Испепеленный - страница 9
Должен признаться, на акдалинском асфальте я тоже оторвался от народа: на истощившемся, но все еще золотоносном руднике моей очень малой родины я наслаждался таким совершенным ощущением социальной полноценности, что никакая книга не могла особенно глубоко меня перепахать – это удел отщепенцев. Когда я перемахивал через ограду на танцплощадку в непроглядных зарослях горсада, меня радостно зазывали со всех сторон: «Санек, гони к нам! Санчик, жми сюда!» – чего еще нужно для счастья? А если я просил закурить, сигареты «Стрела», от слова «стрелять», протягивались мне со всех сторон (тем более охотно, что я, как всем было известно, не курил). И даже блатная знать снисходительно посвечивала мне латунными фиксами: каждый из этих рыцарей голенища и финаря был или роднёй, или соседом кого-то из моих дружков, здесь все были свои.
А в Акдалинске все были чужие.
Было: идешь по улице, и редко-редко незнакомое лицо, а стало: редко-редко знакомое. Это отец в акдалинском педе снова вышел в общие любимцы, и его радостно приветствовали через улицу то студенты, то нищие, но теперь уже мало кто знал, что я его сын, и, вместо улыбок или хотя бы узнавания, от всех встречных и поперечных веяло равнодушием.
А для человека нет более удручающего впечатления, чем встреча с человеком, которому он безразличен.
Блатные в Акдалинске были более лощеные: зимой – красные шарфы и шалевые воротники, летом – темные очки, размалеванные безрукавки-расписухи, потрескивающие по швам изумрудные или лазурные брючата. Но все во мне от этого только содрогалось еще сильнее: гьязь, гьязь, гьязь, гьязь!.. Кирзачи с отворотами были честнее.
Особенно мерзким был Хлын. Широкий, мясистый, роскошно медлительный, он уже оттянул небольшой, но почтенный срок по бакланке и постоянно подруливал к школьному краснокирпичному сортиру, чтобы насладиться вниманием и почетом. Овеянный пронзительным ароматом хлорки, он сидел на низенькой ржавой оградке, а пацаны подобострастно внимали его россказням о героических порядках зоны. Бедные девочки решались проскользнуть мимо него в свою краснокирпичную половину только в случае крайней нужды, а Хлын, выждав минутку, удостаивал кого-то вальяжной шутливости: «Пойди послушай – уже зашипела?» Пацаны отзывались льстивым хохотком, а меня корчило от омерзения. Я старался не задерживаться в хлыновской дворне, старался проходить мимо, не поднимая глаз, но Хлын все равно меня засек и провожал пристальным взглядом, отчего моя походка делалась сбивчивой: на меня вот-вот был готов излиться целый гейзер помоев.

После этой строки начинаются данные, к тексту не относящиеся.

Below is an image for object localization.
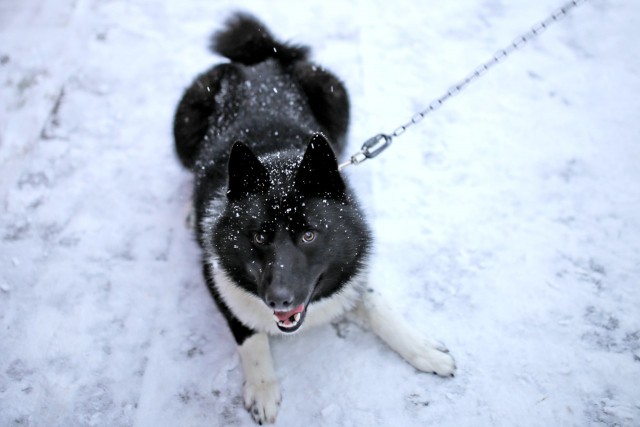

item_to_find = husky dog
[174,13,455,424]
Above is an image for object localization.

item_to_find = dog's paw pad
[408,341,456,377]
[244,381,282,424]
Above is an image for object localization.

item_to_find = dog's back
[174,14,349,179]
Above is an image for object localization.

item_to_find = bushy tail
[210,12,309,65]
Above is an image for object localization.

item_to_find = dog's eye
[253,233,267,245]
[302,230,316,243]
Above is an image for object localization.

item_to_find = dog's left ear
[295,133,345,199]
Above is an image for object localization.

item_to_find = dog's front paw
[407,339,456,377]
[244,380,282,425]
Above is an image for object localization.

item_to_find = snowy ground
[0,0,640,427]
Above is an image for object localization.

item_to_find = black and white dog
[174,14,455,423]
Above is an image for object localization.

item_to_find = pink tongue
[273,304,304,322]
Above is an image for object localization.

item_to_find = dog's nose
[265,286,293,310]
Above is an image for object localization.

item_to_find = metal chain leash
[339,0,587,170]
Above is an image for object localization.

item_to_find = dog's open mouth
[273,304,307,332]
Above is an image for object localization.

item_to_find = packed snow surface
[0,0,640,427]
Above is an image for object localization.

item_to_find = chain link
[339,0,587,169]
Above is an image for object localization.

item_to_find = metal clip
[361,133,393,159]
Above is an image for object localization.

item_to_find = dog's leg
[358,291,456,377]
[203,262,281,424]
[238,333,281,424]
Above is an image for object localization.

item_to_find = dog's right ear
[227,141,269,200]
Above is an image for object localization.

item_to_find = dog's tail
[210,12,309,65]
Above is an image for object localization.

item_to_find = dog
[174,13,456,424]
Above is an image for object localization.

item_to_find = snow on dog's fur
[174,14,455,423]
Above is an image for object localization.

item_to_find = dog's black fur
[174,14,371,344]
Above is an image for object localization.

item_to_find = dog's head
[212,134,370,332]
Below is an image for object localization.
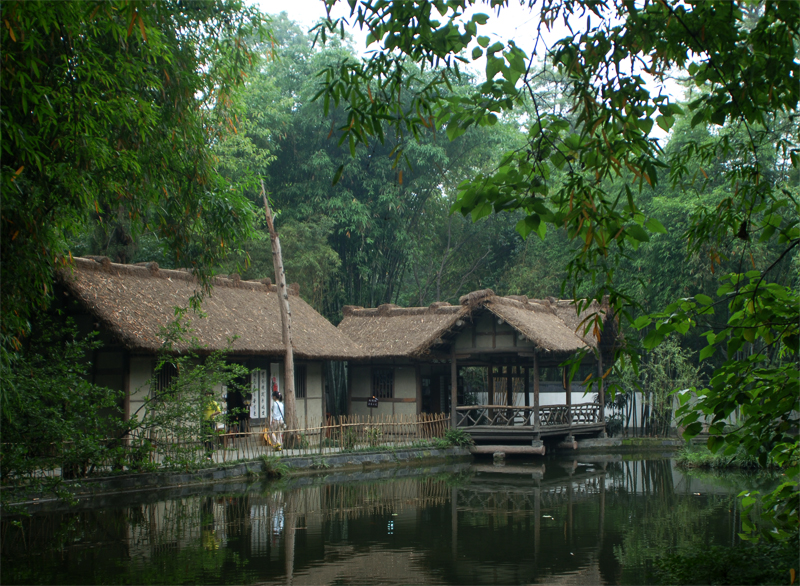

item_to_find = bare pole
[261,180,297,434]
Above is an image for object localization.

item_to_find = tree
[0,0,266,358]
[319,0,800,535]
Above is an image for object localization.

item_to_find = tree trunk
[261,181,297,438]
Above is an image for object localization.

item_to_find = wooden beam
[506,364,514,407]
[564,362,572,427]
[415,364,422,415]
[533,354,539,432]
[597,350,606,423]
[261,180,298,434]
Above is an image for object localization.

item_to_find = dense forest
[0,0,800,540]
[71,14,800,372]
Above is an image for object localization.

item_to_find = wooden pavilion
[339,289,616,453]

Не помню, почему мы оказались у сортира почти в полной темноте, кажется, это случилось после соревнований по волейболу; я играл плоховато, но, как всегда, не щадил себя – прыгал, падал и иногда вытягивал почти безнадежные мячи. Так что в тот вечер, побитый и местами ободранный, я тоже отчасти был героем, но все равно тайно радовался, что мою физиономию почти не разглядеть – мне никак не удавалось изобразить умиление, с которым пацаны слушали утонченное хлыновское мурлыканье:
«Тихо, тихо чокнулись бокалы, на подушку капли уронив, и, надетый женскою рукою, щелкнул в темноте прозерватив».
Девушка эта была не из нашей школы, какая-то более простецкая, наша бы не стала проходить мимо Хлына в темноте, когда в школьном дворе уже никого не было. А когда она вышла, Хлын преградил ей дорогу и посветил в лицо фонариком. И даже в его желтом свете стало видно, как она побелела. Она попыталась шагнуть вправо, влево, но широкого Хлына обойти было невозможно…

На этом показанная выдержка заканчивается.